In recent months, much has been said about the impacts that the pandemic would have on the advertising sector. The advertising industry was facing one of the most difficult moments in terms of revenues and earnings with advertisers who were cautious in the face of an uncertain outlook.
Even though since the end of last year the promise of the vaccine was already a reality, the expectations for the industry were precarious.
According to the conclusions delivered by WARC in its Global Advertising Trends: State of The Industry 2020/21 study, it would take years for the advertising market to recover the numbers it had before the health crisis.
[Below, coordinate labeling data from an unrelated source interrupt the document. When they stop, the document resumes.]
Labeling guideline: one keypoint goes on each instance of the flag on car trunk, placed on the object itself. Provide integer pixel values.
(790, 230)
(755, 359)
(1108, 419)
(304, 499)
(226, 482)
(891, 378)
During this year, the forecast indicates that an advance of 6.7 percent will be registered, a percentage that will barely reach to recover 59 percent of what was lost during 2020.
In a timely manner, it was estimated that last year ended with a collapse in advertising revenue of 10.2 percent, which translates into $ 63.4 billion in the overall value of the global advertising market.
The truth is that these forecasts could be far from the recovery that the sector is currently experiencing, since the reactivation of many markets, the extensive vaccination campaigns and the need for advertisers not to lose relevance, have been crucial factors for giants like WPP report numbers on the rise and close to those reached in the pre-pandemic era.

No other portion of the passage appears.